It's easy to buy corn tortillas, but making them at home is so simple and they taste so much better! Buy a good tortilla press, found in ethnic stores such as Fiesta. You can buy organic corn flour online, as I haven't found any local places (including Whole Foods) that sell it.

1 3/4 cup masa harina (found in flour section of most grocery stores)
1 1/8 cup warm water
Pinch of salt

In a medium bowl, combine all of the ingredients and knead until smooth. If your dough is sticking to your fingers, add a tablespoon of more masa harina. If the dough isn't sticking together, add a tablespoon of water. Form a ball, place in the bowl, cover with a moist towel or plastic wrap and let it stand for 30 minutes.

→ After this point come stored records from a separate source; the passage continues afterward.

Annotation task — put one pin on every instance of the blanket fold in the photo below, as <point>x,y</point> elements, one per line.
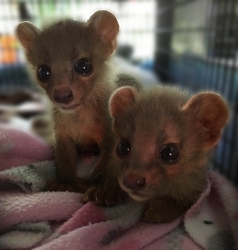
<point>33,219</point>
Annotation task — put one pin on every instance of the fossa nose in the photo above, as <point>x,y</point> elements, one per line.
<point>134,181</point>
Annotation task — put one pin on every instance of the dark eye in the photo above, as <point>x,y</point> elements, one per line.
<point>123,148</point>
<point>83,67</point>
<point>169,153</point>
<point>44,73</point>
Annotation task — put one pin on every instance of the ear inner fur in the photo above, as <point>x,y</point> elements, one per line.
<point>26,32</point>
<point>107,26</point>
<point>211,113</point>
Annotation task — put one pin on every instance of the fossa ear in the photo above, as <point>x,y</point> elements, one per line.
<point>211,112</point>
<point>26,32</point>
<point>120,99</point>
<point>107,27</point>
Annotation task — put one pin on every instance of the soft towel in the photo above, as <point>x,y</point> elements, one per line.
<point>33,219</point>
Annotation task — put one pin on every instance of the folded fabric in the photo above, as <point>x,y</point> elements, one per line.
<point>33,219</point>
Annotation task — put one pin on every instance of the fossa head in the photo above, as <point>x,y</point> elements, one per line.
<point>69,56</point>
<point>163,139</point>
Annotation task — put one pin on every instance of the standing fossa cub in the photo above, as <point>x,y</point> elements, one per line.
<point>163,141</point>
<point>69,59</point>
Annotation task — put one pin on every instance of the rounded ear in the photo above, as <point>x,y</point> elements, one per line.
<point>211,112</point>
<point>26,32</point>
<point>107,27</point>
<point>120,99</point>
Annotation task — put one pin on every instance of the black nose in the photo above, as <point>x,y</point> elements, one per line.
<point>134,181</point>
<point>63,95</point>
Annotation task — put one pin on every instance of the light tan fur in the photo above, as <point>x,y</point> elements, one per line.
<point>149,121</point>
<point>84,122</point>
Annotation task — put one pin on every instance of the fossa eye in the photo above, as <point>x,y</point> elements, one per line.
<point>169,153</point>
<point>123,148</point>
<point>83,67</point>
<point>44,73</point>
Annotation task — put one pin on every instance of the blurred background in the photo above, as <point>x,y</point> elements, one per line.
<point>187,43</point>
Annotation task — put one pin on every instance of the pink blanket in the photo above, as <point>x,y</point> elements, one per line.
<point>33,219</point>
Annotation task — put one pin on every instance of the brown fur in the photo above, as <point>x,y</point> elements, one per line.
<point>153,118</point>
<point>85,122</point>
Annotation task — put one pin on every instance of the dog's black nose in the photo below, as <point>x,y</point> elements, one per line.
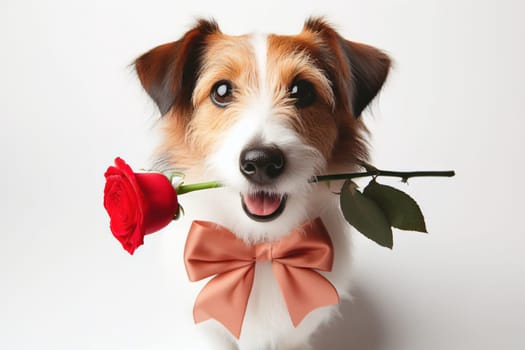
<point>262,165</point>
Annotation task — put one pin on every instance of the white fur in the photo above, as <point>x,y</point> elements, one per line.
<point>267,324</point>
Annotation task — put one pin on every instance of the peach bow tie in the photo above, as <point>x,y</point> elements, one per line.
<point>214,250</point>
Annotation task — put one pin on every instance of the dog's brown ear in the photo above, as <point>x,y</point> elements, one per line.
<point>168,72</point>
<point>358,70</point>
<point>369,68</point>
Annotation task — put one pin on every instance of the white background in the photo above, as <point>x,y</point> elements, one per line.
<point>69,103</point>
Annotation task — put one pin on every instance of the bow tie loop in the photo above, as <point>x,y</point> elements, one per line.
<point>212,250</point>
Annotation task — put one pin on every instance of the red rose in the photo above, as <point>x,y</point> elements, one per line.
<point>137,203</point>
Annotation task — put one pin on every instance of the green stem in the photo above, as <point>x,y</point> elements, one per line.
<point>197,187</point>
<point>402,174</point>
<point>405,175</point>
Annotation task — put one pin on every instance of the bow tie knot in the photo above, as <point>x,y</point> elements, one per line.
<point>212,250</point>
<point>263,252</point>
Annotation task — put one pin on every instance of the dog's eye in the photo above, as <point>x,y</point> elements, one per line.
<point>221,93</point>
<point>303,92</point>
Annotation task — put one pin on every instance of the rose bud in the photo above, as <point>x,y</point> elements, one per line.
<point>137,203</point>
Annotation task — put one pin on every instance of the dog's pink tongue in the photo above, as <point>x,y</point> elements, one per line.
<point>262,204</point>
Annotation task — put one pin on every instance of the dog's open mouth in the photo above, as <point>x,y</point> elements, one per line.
<point>263,206</point>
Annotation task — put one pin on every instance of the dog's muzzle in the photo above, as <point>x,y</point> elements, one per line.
<point>262,166</point>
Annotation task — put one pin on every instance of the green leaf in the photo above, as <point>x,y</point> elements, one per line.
<point>401,210</point>
<point>365,215</point>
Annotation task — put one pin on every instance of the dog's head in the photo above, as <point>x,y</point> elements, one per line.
<point>263,113</point>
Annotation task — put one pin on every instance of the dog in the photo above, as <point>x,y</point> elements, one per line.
<point>262,114</point>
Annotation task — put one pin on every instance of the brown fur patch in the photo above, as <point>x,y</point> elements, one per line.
<point>346,77</point>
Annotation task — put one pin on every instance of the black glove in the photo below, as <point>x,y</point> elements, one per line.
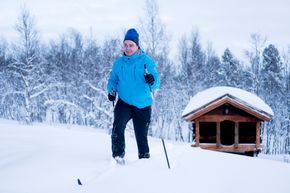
<point>149,78</point>
<point>112,96</point>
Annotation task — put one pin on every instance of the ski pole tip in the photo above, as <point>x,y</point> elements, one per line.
<point>79,182</point>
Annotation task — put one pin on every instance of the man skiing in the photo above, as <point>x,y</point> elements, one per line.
<point>133,78</point>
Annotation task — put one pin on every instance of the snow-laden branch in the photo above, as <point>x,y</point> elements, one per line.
<point>45,89</point>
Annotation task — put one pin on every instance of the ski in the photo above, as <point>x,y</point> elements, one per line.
<point>120,160</point>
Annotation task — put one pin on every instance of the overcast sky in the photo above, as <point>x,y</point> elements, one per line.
<point>225,23</point>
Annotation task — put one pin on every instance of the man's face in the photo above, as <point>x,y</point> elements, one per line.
<point>130,47</point>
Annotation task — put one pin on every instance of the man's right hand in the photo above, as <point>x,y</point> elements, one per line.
<point>112,96</point>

Heat a cast iron griddle or skillet (or regular skillet if you don't have cast iron) on medium-high heat until very hot. Meanwhile, form golf ball-sized balls with the dough. Cut a Ziplock bag so you have 2 pieces of plastic to use in your tortilla press. Place one piece of plastic on bottom of press. Place one dough ball onto center of plastic-covered tortilla press and place the other piece of plastic over the top. Close the press and using a little muscle, press down hard. Open the press. If the tortilla is thin, you're ready to put it on your dry griddle. If you want it thinner, use a rolling pin.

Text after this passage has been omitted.